The Russian Revolution in Ukraine (March 1917 — April 1918) by Nestor Makhno & Nestor Makhno

Author:Nestor Makhno & Nestor Makhno
Language: eng
Format: epub
Tags: history, Russian Revolution
Published: 1926-08-14T16:00:00+00:00


Chapter 19: Counter-Revolution of the Ukrainian Central Rada

At the end of the Congress, the delegates dispersed to their homes. We, Comrade Mironov and I, went to the Anarchist Federation with the intention of finding some good propagandists we could take back with us to the countryside. The Federation was in a better state than when I visited it in August while attending the Provincial Congress of Peasants and Workers. At that time I visited its various sections (the club, etc.). The Federation was still rather weak — it was barely able to tend to the city and its adjacent settlements — Amur, Nizhne-Dneprovsk, and Kaidaki. And yet the Federation was rich in armaments: carbines, rifles, and cartridges. In view of the unusual situation holding sway in the city, the Bolshevik — Left-SR authorities had freely issued weapons to the Ekaterinoslav Federation of Anarchists, without any control whatsoever.

The Bloc saw the Federation of Anarchists as true revolutionaries who spurned the Ukrainian nationalists, backed up as they were by the bourgeoisie and generally in the camp of the Counter-Revolution. The Bloc used the enthusiasm, firm belief, and devotion to the Revolution of the Ekaterinoslav anarchists in every serious revolutionary crisis.

Having these weapons at its disposal, the Federation issued several boxes of rifles to us for the Gulyai-Pole Anarchist Communist Group. We loaded these weapons on the train and travelled back to Gulyai-Pole.

In Gulyai-Pole we made a series of reports about the Congress and all the obstacles which stood in its way. Subsequently we made similar reports in other villages and settlements.

From this time Gulyai-Pole raion began to arm itself in earnest and exercise vigilance towards the new revolutionary masters. The notion that these new masters — the Bolsheviks and the Left S-Rs — would also hinder the creative development of free thought and action by the toilers of the oppressed villages little by little began to be confirmed even in the minds of those toilers who wanted to believe in the Left Bloc.

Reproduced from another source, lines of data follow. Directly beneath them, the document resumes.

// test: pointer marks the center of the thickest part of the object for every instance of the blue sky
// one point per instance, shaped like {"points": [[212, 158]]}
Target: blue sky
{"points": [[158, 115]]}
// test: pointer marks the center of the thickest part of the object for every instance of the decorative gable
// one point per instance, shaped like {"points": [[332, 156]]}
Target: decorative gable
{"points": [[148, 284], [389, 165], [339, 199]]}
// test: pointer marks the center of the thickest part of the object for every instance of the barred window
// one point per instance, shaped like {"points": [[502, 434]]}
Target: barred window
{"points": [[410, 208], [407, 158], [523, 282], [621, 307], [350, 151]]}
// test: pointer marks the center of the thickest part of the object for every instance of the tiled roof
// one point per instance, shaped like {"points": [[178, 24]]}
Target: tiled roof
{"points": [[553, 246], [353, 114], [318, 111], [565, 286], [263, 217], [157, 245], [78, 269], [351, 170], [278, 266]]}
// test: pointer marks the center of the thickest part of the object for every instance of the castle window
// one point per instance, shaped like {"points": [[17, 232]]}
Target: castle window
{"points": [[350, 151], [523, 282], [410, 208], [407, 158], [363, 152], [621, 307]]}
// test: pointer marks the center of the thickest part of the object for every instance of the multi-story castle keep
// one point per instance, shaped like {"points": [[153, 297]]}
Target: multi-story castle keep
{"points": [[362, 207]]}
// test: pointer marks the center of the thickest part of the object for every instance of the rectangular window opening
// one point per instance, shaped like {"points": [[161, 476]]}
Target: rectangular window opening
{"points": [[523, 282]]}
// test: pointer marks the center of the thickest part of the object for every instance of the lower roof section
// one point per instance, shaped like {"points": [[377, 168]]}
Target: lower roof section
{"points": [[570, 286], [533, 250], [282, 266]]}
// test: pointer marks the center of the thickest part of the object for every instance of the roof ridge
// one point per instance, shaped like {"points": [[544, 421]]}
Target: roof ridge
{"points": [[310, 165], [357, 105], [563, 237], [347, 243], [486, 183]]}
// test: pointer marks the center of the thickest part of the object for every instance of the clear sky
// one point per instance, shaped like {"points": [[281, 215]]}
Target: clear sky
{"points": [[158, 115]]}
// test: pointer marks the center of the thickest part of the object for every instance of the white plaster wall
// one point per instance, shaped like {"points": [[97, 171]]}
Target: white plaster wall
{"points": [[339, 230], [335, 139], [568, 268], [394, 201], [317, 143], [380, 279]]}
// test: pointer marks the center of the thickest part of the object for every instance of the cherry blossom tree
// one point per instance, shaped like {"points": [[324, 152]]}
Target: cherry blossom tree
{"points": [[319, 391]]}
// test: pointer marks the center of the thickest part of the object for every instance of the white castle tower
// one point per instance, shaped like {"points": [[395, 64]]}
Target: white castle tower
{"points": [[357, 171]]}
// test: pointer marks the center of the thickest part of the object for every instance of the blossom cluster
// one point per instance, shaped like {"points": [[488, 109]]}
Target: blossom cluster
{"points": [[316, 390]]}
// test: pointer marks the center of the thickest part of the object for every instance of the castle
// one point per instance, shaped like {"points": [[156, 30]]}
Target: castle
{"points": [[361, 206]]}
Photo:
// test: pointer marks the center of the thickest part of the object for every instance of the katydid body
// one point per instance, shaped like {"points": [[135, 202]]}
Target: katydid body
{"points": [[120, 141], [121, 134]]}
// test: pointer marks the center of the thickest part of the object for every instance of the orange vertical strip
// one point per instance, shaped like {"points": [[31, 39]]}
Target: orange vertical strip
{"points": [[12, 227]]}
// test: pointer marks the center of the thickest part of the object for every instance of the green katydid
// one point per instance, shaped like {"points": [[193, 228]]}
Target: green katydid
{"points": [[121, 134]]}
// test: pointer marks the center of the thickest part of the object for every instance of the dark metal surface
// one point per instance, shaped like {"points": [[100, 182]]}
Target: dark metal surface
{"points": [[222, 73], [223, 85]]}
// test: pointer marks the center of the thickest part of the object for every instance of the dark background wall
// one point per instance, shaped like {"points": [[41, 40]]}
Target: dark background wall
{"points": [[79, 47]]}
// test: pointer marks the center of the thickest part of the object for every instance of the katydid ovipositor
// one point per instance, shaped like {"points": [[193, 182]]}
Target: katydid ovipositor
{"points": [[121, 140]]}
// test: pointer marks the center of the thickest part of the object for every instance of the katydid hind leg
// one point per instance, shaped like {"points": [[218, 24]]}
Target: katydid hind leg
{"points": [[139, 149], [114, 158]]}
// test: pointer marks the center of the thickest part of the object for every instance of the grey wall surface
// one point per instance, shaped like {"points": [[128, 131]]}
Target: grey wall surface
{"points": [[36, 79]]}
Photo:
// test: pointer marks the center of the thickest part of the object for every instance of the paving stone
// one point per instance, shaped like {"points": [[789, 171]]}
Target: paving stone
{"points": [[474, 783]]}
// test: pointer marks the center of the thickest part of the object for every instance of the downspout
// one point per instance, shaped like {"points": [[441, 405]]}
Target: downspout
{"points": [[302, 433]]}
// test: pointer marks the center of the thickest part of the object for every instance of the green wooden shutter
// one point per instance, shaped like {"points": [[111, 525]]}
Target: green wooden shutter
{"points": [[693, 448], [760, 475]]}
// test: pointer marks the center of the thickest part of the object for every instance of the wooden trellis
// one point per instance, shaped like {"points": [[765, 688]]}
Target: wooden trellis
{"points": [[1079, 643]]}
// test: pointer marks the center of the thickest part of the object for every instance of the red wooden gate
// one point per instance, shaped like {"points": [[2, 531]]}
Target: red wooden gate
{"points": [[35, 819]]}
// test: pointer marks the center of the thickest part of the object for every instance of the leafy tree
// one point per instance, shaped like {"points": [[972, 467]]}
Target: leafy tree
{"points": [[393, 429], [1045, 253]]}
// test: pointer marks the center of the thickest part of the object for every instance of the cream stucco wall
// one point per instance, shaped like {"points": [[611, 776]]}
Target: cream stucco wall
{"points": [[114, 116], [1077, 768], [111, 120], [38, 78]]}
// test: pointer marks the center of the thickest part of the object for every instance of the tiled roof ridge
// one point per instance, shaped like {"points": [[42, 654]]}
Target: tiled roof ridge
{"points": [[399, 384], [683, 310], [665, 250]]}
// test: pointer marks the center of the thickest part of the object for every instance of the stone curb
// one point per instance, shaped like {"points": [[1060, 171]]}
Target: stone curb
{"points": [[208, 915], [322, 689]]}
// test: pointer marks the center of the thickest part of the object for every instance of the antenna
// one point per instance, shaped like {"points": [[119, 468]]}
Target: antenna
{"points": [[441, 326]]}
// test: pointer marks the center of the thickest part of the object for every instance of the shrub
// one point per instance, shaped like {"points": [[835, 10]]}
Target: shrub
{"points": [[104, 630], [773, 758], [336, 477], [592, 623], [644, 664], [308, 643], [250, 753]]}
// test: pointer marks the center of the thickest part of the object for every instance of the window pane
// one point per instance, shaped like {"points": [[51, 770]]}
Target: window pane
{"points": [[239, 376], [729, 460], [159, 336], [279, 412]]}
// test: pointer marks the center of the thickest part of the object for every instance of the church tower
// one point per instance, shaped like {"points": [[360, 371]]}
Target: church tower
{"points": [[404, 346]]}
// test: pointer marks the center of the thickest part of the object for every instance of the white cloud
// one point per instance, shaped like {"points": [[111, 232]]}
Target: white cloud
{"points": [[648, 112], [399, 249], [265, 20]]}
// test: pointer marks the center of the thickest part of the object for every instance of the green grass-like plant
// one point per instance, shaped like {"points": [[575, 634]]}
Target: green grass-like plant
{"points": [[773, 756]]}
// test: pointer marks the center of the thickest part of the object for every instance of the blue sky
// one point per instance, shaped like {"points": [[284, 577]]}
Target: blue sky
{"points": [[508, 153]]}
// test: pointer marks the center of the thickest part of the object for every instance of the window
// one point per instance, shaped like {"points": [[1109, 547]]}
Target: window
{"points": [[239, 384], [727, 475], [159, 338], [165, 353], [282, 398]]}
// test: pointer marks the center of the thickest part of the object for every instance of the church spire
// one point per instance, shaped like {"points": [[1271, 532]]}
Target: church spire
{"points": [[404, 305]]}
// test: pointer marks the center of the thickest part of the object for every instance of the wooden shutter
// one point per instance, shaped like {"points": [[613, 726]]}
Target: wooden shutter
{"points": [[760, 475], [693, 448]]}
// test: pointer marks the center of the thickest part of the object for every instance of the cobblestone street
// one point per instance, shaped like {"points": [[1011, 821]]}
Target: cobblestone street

The peasants and workers learned from their delegates that the Bolshevik Epstein stated at the Congress: “The urban proletariat has come to power and one must hope that it will create its own state — a Proletarian State. We, the Bolsheviks, will devote all our strength to helping it create such a State, because this is the only way the proletariat will achieve the happiness it seeks.”

The toilers of Gulyai-Pole interpreted these words as saying that the Bolshevik Party, abandoning all scruples, would build its own “proletarian” State at the expense of the peasants. They began anxiously to follow the course of events in the cities.

In the villages, the peasants began to teach each other how to handle rifle.

“Our enemies, the authorities,” they said, “are armed, and if they decide to deprive us of our right to an independent existence and the right to create new social structures, then they will launch an attack on us. Consequently, we must be prepared to reply in kind.”

So the peasants prepared. In Gulyai-Pole itself there were people from the poor peasantry who had received serious military training.